Though there were a handful of champions for this album when it first came out, it has largely been forgotten in the massive wave of revivalist bands that began pouring out of Italy and other parts of Europe a few years later. It caught a fairly bad reputation due to Garavello's admittedly exaggerated vocal approach, and it also betrayed a growing level of boredom that he must have had with the power metal scene towards the end of his run with Power Quest and Arthemis that would lead to him vacating the metal scene completely, but overall it's a solid display of nostalgic late 80s thrashing that showed forth his versatility as a musician, not to mention getting in on the revival thing before it became so popular. There maybe a degree of crossover appeal to power metal fans given the vocals, but this is basically a thrash metal album for old school thrash fans, particularly those who aren't fully wedded to the notion that thrash doesn't have to cook at full speed 24/7 and have a James Hetfield or an Angelripper clone at the helm.
So, when a band is promoted as playing thrash, you expect to get thrash, right? Damn, I was naieve in believing Alessio would be able to sound thrashy, 'cause really? He can't. Ground Control is the thrash side-project of Alessio Garavello (voice of Arthemis and Power Quest), and what a terrible decision this was!
First of all, thrash should sound raw and violent, that's one of the basic principles of the genre. This doesn't sound raw, nor violent... at all. What this really is, is music played like power metal with some thrashy influences, and just a little bit more raw vocals than his other two power bands. What was he thinking? Alessio is one of my favorite voices in the genre. Power Quest's first album is a masterpiece compared to other melodic power metal. But when you hear him doing stuff like this, you just cannot defend him anymore. While in the power metal genre his vocalistic emotion and sensitivity that reflect in his music, are a huge advantage, this cannot be said about just the same way he handles his voice within the thrash metal genre.

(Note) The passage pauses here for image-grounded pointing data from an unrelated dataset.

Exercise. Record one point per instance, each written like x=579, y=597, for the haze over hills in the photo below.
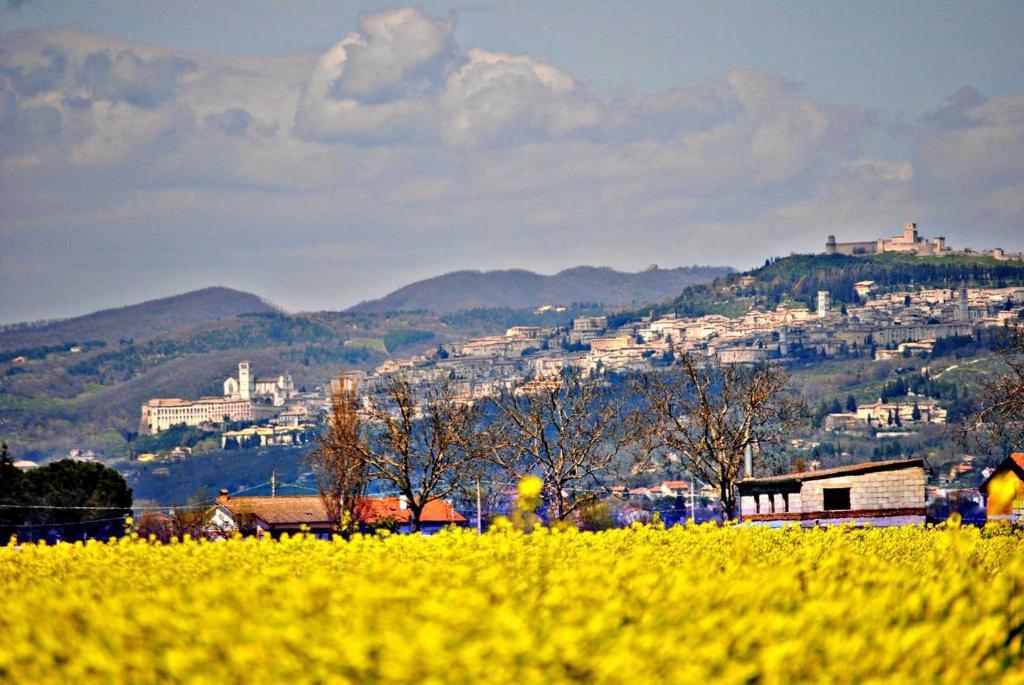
x=138, y=320
x=518, y=289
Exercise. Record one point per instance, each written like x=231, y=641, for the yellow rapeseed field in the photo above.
x=680, y=605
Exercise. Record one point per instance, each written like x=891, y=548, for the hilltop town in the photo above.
x=883, y=324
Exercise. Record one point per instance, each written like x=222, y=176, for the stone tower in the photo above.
x=246, y=385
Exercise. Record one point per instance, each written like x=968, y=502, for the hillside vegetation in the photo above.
x=517, y=289
x=799, y=277
x=136, y=322
x=56, y=399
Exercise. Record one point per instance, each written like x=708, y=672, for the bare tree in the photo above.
x=996, y=426
x=419, y=439
x=339, y=463
x=709, y=413
x=567, y=429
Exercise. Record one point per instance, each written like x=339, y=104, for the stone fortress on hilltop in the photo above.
x=910, y=243
x=246, y=398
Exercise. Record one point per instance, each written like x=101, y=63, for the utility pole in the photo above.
x=479, y=509
x=693, y=511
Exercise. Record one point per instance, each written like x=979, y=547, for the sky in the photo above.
x=320, y=154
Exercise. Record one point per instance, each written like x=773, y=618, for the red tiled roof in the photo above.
x=309, y=509
x=1014, y=462
x=865, y=467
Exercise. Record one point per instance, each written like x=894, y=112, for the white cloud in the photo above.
x=420, y=156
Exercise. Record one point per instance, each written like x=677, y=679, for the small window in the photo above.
x=837, y=498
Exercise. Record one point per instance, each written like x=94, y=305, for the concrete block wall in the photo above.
x=881, y=489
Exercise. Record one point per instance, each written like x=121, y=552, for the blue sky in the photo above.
x=323, y=153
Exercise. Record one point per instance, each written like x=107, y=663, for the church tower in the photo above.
x=246, y=384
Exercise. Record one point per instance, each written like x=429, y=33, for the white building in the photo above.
x=266, y=390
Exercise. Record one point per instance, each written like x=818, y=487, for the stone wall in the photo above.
x=882, y=489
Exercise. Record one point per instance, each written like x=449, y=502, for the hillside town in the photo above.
x=882, y=326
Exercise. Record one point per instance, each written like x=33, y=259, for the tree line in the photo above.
x=577, y=432
x=64, y=500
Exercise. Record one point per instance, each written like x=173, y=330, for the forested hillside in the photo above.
x=799, y=277
x=136, y=322
x=517, y=289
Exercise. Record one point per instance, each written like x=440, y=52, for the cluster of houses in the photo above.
x=885, y=326
x=878, y=494
x=887, y=416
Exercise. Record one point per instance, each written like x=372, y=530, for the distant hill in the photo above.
x=135, y=322
x=517, y=289
x=799, y=277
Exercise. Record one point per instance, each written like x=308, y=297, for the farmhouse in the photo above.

A completely raped and tortured cover of Anthrax's "Metal Thrashing Mad" doesn't make up for it, as you can believe. Hell, I get headaches just by listening to this album, it's by far the worst stuff I heard in months... Alessio, go back on finishing your next Power Quest album!
I shall not make any words more dirty on reviewing this disc, as it really isn't worth it. It's just too much to ask for listening to this album, and asking me to review it on a more professional level, I hope there are people who will sacrifice themselves to do it, but me... no.